Considering each letter as the activation for that node, we can say each hidden node computes its activation as sigmoid(w 0 *1 + w 1 *A + w 2 *B + w 3 *C + w 4 *D), and the output node computes its activation as (w 0 *1 + w 1 *E + w 2 *F + w 3 *G + w 4 *H) (with no sigmoid). The number of lines in the diagram is the number of the weight parameters in the model that are tweaked during learning.

With so many parameters but only 9 samples to train on, there are many locally optimal, not-quite-right solutions that the network can converge to.
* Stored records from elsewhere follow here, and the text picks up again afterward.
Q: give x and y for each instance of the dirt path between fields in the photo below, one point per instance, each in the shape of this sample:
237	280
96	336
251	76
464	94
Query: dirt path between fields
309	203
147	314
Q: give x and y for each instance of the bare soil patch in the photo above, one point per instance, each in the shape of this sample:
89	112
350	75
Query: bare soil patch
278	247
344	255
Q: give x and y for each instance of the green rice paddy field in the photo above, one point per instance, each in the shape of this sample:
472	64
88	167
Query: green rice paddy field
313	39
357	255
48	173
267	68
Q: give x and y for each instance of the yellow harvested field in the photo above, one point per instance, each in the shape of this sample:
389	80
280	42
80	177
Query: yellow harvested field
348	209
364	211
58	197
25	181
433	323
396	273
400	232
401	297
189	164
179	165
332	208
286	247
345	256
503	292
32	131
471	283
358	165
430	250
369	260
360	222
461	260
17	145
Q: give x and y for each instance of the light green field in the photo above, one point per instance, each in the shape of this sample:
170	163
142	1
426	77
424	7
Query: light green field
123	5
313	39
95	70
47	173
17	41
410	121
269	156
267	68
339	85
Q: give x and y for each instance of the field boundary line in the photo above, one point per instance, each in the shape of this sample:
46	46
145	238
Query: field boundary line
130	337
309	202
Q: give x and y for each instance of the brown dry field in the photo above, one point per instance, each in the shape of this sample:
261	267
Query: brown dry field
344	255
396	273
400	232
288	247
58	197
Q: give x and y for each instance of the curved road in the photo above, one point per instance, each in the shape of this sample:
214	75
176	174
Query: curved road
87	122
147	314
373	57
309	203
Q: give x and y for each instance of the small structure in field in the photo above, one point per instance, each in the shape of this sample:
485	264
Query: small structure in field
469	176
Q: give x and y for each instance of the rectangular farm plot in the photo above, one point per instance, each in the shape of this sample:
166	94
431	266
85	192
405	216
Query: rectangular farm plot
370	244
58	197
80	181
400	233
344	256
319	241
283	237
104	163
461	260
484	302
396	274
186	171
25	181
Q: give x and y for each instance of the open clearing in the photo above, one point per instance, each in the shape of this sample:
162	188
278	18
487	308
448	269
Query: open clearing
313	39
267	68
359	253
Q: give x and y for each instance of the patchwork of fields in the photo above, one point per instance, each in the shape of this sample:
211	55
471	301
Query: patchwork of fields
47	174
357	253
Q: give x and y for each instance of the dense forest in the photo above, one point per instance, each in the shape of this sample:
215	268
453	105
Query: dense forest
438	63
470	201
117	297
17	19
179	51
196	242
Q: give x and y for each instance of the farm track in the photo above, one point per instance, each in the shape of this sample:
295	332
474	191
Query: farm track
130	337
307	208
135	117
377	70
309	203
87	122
One way to fix this is to increase your number of training samples. You could generalize past 1s and 0s and offer samples such as ((0, 0, 1.0, 0.5), (2.5,)) and ((0, 1.2, 0.0, 1.0), (5.8,)).

Another option is to simplify your model. All you need for a perfect solution is 4 inputs hooked directly to the output with no biases or sigmoids. That model would only have 4 weights which training would set to 1, 2, 4, and 8. The final computation would be 1*A + 2*B + 4*C + 8*D.

I would suggest you make the target something in the middle instead of on the fringe.

I tried expanding the training data upwards with 10 and 11, then it produced better results on predicting 9, even with 9 left out of the training data. Also you get a pretty good result if you try to predict 4, even if you do not have 4 in the training data.

From my experience I would not expect a neural net to readily guess numbers that are beyond the borders of the test data.